I'm sure you know what a word cloud is, but if not, here's an example built with wordle.net and based on titles of some of the things I've published over the past few years:
As you can see, a word cloud is simply a listing of all the unique words in the passage with a visual representation of the frequency of the words. The more times the word is used, the bigger its font size. A word cloud is an excellent visual representation of the importance of certain words in a given passage of text, and I think you can get a good, quick, snapshot of what I've been writing about in my published work just by scanning this image. Notice, by the way, the fact that inconsequential words, such as "a" and "an," "the," "and," and the like are not represented. Also notice that punctuation has been stripped out. These become important points for us to consider later on.
Now, don't get your hopes up that I'm going to show how to build a word cloud as elegant as this. In fact, all I've built so far is a little program that takes a passage of text and figures out all of the unique words and computes the number of times they are used. It also strips out all of the words you decide are inconsequential. It also provides some quick summary data, such as the total number of words in the passage of text and the total number of unique words.
Here's a screenshot of the program using Abraham Lincoln's second inaugural address:
How It Works
The card consists of the following main fields displayed left-to-right on the screen:
- original - this field contains the original passage of text you want to analyze;
- unique words - this field contains all unique words found in the original passage;
- word frequencies - this field contains the unique words plus their frequencies
- ignore - this field (with a reddish background color) lists all words you want to be ignored when identifying unique words.
put empty into field "unique count"
put empty into field "frequency count"
The question of "uniqueness" in a given text comes up over and over. Likewise, the strategy that I came up with long ago to identify uniqueness - as shown in this dark blue code - has become a time-tested friend to me. Here's a short explanation:
I begin by creating a true/false variable, in this case I set the variable "varUniqueWordFound" to false. By setting it false at the start, I'm saying that I'm going to assume that the next word I look at is not unique, that is, I expect it to have already been found somewhere previously in the text. In a sense, I'm "daring" the text to prove me wrong. I then do a search of all unique words previously found. Obviously, at the start there are zero words found. Then, as unique words are found, they are added to the text field "unique words." The first loop identifies the words in the original text passage - denoted by the phrase "word i" in the line found near the top of the first loop (in light blue):
OK, let's move on. The program now counts up how many times each unique word is used in the original passage. This code is shown in green. As it goes, it also checks to see which words it should ignore as inconsequential, as listed in the field "ignore." (And you need to be careful about what you consider to be an inconsequential word, a point I'll return to at the end of this post.) Every time it finds that word in the original passage, it adds 1 to the variable varCount. As it checks each word in the original passage, it must again strip out any punctuation found with the word. So, I just repeat the code for this operation used above. (Any time you do something more than once, that is an indication that you really should create a custom function, which I really should do if I wasn't so lazy.) After it goes through each and every word in the original passage, it puts the unique word and the frequency in the third field "word frequencies." This step takes the most time for the program to execute.
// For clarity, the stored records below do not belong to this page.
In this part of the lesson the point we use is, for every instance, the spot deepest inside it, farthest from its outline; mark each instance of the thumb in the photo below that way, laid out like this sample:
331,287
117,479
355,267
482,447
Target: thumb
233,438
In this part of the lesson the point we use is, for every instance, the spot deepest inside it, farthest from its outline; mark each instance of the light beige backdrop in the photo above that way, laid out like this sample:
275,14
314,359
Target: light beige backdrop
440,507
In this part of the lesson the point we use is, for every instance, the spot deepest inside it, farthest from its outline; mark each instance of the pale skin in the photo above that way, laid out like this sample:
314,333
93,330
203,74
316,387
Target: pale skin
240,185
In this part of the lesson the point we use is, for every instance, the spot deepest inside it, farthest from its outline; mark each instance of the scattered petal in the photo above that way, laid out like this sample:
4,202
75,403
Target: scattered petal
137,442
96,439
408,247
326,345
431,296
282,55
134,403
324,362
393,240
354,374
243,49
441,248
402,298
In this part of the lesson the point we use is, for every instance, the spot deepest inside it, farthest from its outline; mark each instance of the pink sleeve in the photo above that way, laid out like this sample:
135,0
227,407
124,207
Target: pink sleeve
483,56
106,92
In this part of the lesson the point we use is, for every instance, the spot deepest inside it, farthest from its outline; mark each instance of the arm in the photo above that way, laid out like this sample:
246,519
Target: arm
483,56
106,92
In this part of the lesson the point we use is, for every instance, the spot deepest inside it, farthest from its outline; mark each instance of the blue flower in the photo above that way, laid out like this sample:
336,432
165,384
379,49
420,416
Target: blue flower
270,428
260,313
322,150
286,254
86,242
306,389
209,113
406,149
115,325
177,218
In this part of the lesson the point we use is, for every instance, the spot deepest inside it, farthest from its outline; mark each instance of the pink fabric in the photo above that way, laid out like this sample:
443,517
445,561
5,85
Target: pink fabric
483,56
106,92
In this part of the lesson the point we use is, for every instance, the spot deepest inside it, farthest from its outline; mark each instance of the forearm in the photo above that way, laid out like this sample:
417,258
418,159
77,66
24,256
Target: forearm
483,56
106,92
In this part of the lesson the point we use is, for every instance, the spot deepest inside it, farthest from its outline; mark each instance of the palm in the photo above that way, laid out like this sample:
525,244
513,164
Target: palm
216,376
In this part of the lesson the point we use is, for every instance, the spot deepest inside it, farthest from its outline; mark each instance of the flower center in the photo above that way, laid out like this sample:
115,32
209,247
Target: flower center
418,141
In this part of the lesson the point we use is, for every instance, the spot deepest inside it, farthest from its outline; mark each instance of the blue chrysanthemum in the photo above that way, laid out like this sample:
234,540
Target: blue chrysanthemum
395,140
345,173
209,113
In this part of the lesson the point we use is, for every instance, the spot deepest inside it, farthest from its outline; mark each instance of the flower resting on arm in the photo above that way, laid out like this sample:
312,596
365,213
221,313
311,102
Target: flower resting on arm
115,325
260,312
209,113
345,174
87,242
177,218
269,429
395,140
So, What's the Connection to Data Mining?
This little Friday afternoon project is a simple example of data mining in that it is analyzes each and every word in a given passage and reports some statistics on that passage in a way that I, as a mere human, could not do effectively on my own. It's easy to imagine more sophisticated things you might investigate. Perhaps you are interested in the presence of certain words or combinations of words in a passage of text. For example, I find it very interesting that Abraham Lincoln only used the word "I" once in his second inaugural. (This fact makes it clear that it would be unwise to assume that all small words are inconsequential.) A teacher may find it useful and revealing to analyze essays on a specific topic submitted by all students in a class. You might want to see if some key words are mentioned, where they are in the essay, or how far apart they are in the essay. This is still not a substitute for actually reading the essays, but it's easy for me to see how analyzing even this small mountain of text with cleverly written algorithms would aid the teacher's overall assessment of the class's writing. But, what I think is the most important characteristic of data mining is that the computer will happily do this analyzing for thousands upon thousands of text passages quickly and errorlessly. It will reveal patterns that may subsequently uncover meaning if the algorithm is appropriate and the person interpreting the data is astute.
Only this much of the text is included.